An especially useful part of the paper is the integration of CrcZ into this story. CrcZ is an Hfq-sequestering RNA whose abundance depends on carbon source and growth state. When CrcZ levels rise, Hfq and Hfq/Crc repression are relieved, which increases translation of both oprD and opdP. That gives the study a broader physiological meaning: susceptibility to carbapenems is not fixed, but can shift with metabolic state because the regulatory RNAs and RNA-protein complexes controlling porin synthesis also respond to nutrient conditions.

This makes the paper relevant beyond one antibiotic class. It is a good example of how bacterial metabolism, RNA regulation, and antimicrobial susceptibility intersect. The most interesting point is not simply that Hfq affects drug response. It is that the effect can be rationalized mechanistically, through differential control of uptake channels and through the antagonistic action of a regulatory RNA that senses the carbon regime of the cell.

This study helps define a recurring theme in Pseudomonas RNA biology: carbon catabolite repression and Hfq-dependent regulation are not abstract layers sitting above physiology.

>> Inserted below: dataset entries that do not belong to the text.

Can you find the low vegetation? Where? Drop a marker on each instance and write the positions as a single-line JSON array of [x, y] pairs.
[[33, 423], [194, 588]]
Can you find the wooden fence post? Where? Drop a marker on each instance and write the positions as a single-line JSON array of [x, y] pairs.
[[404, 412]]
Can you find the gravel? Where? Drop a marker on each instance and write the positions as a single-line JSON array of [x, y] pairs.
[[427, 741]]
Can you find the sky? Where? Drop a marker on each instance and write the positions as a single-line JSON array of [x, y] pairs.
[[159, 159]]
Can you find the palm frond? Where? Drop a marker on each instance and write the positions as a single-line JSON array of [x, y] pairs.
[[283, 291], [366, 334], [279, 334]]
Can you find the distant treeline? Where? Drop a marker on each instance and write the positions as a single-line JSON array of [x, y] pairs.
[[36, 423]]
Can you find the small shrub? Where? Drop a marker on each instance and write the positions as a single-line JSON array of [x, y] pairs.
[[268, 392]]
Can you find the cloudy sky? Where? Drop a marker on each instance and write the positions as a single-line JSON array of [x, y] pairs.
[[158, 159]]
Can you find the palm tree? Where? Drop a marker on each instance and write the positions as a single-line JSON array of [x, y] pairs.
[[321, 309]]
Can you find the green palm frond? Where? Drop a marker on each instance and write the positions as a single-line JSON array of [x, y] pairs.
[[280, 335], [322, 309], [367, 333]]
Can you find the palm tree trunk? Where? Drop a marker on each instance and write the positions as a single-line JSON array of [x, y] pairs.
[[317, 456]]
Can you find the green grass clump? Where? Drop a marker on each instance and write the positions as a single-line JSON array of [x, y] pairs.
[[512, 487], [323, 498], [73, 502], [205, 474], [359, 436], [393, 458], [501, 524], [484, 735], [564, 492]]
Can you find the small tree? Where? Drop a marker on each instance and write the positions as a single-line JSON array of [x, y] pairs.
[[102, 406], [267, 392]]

They have direct consequences for traits that matter clinically, including biofilm behavior, nutrient adaptation, and susceptibility to antibiotics. This 2020 paper is one of the clearest demonstrations of that connection at the level of individual uptake systems. It also connects naturally to Interplay Between the Catabolite Repression Control Protein Crc, Hfq and RNA in Hfq-Dependent Translational Regulation in Pseudomonas aeruginosa and to Rewiring of Gene Expression in Pseudomonas aeruginosa During Diauxic Growth Reveals an Indirect Regulation of the MexGHI-OpmD Efflux Pump by Hfq.